It’s a digital world.
Job hunting has changed dramatically in the past decade. Companies and job seekers alike have moved away from traditional print advertising to the Internet and its many forms of social media to find “the perfect fit.” Online resources like LinkedIn, MySpace and Facebook are surging in popularity and all age groups are quickly adopting these as tools to aide in the job search process.
Though recruiters and personal relationships remain the most effective means to building your network and securing a new job, using the latest digital mediums can be a great way to supplement your search. And as HR professionals and recruiters embrace these new technologies from a recruiting perspective, knowing how to capitalize on the available digital mediums is essential to a successful job search.
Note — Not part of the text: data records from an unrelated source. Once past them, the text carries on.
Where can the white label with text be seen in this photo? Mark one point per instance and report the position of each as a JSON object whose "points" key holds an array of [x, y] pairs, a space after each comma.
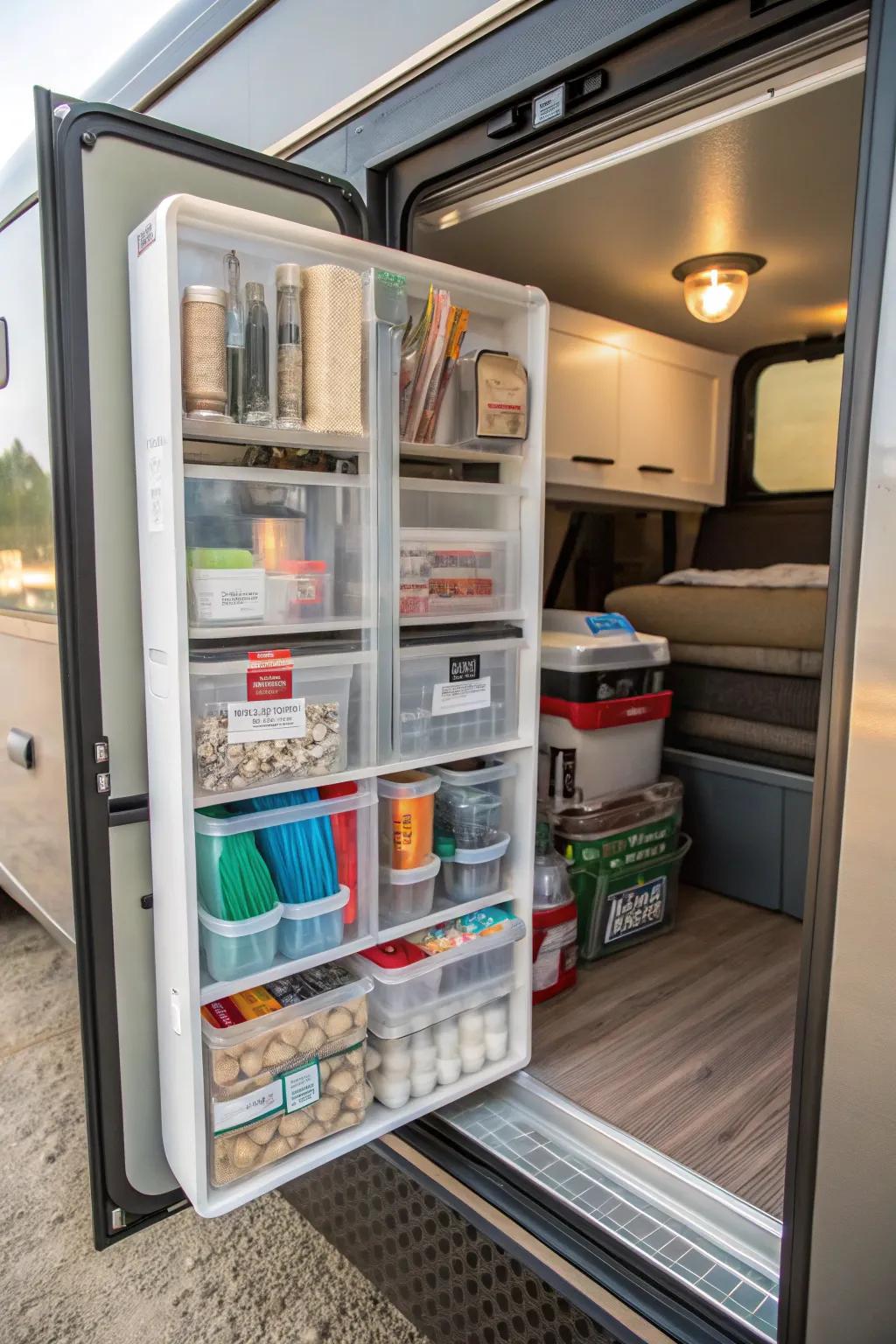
{"points": [[251, 1106], [458, 696], [265, 721], [228, 596]]}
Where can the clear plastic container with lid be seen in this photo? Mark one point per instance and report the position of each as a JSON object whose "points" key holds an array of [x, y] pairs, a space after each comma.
{"points": [[268, 717], [406, 817], [407, 892], [469, 874], [284, 1068], [431, 988]]}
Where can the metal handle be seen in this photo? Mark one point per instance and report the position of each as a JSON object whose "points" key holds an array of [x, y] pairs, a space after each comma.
{"points": [[20, 747]]}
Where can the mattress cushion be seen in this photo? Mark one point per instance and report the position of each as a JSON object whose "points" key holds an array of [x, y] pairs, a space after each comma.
{"points": [[788, 701], [782, 619], [728, 752], [768, 737], [747, 657]]}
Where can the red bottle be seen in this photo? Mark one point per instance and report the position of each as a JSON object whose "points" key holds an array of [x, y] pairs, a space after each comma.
{"points": [[555, 928]]}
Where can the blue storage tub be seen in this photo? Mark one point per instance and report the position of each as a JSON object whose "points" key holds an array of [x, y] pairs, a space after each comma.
{"points": [[312, 927], [236, 948]]}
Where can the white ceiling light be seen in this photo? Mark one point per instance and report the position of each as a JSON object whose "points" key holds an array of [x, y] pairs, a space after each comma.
{"points": [[717, 285]]}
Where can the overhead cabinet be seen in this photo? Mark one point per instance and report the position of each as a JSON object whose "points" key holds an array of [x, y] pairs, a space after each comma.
{"points": [[311, 624], [633, 413]]}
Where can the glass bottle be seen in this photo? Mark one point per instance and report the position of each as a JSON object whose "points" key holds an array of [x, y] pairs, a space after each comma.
{"points": [[289, 347], [256, 386], [235, 338]]}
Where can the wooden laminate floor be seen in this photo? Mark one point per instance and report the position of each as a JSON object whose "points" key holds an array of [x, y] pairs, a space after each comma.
{"points": [[687, 1040]]}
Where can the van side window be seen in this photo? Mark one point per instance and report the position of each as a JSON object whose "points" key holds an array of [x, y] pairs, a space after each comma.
{"points": [[786, 414], [27, 573]]}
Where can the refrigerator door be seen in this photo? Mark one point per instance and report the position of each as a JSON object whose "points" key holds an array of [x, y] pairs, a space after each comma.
{"points": [[118, 191], [101, 172]]}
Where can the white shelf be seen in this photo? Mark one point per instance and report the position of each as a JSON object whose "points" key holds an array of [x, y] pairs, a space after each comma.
{"points": [[439, 913], [291, 632], [271, 476], [452, 453], [436, 486], [378, 1121], [464, 617], [366, 772], [268, 436], [213, 990]]}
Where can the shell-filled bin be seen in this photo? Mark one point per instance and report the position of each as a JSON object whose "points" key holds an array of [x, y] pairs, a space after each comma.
{"points": [[284, 1068], [416, 988], [265, 551], [457, 689], [285, 872], [263, 717], [416, 1065]]}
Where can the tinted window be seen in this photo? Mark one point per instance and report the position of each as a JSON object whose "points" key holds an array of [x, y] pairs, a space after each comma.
{"points": [[27, 577], [795, 425]]}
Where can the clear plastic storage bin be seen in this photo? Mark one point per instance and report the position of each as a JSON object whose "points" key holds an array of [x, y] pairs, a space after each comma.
{"points": [[315, 858], [313, 927], [235, 948], [407, 892], [457, 692], [265, 717], [469, 874], [424, 992], [451, 573], [274, 553], [285, 1080], [459, 1046]]}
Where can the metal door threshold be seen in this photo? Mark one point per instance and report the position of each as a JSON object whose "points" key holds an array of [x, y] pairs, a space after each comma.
{"points": [[712, 1242]]}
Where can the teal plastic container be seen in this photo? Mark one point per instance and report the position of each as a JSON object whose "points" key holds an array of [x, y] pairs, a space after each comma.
{"points": [[236, 948], [312, 927]]}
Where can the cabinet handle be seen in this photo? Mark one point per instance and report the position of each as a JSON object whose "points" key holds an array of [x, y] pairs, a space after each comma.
{"points": [[20, 747]]}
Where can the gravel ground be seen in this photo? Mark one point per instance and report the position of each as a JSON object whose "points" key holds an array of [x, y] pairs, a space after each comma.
{"points": [[261, 1273]]}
If it’s on the web, it’s public!
Some of today’s savviest job seekers are using social media outlets such as MySpace (40 million unique users), Facebook and LinkedIn to get their foot in the door and become the top candidate in a search (through such practices as networking sites, blogs and video resumes). But just as using these sites can help a search, social media outlets can just as quickly harm a search — if the content on the web is deemed unprofessional.
Employers are scouring the web more and more for candidates and, thanks to the information available online, they can conduct instant background checks — most commonly by "Googling" an individual's name. Personal information on job candidates is everywhere these days — from websites and chat rooms to alumni sites and more.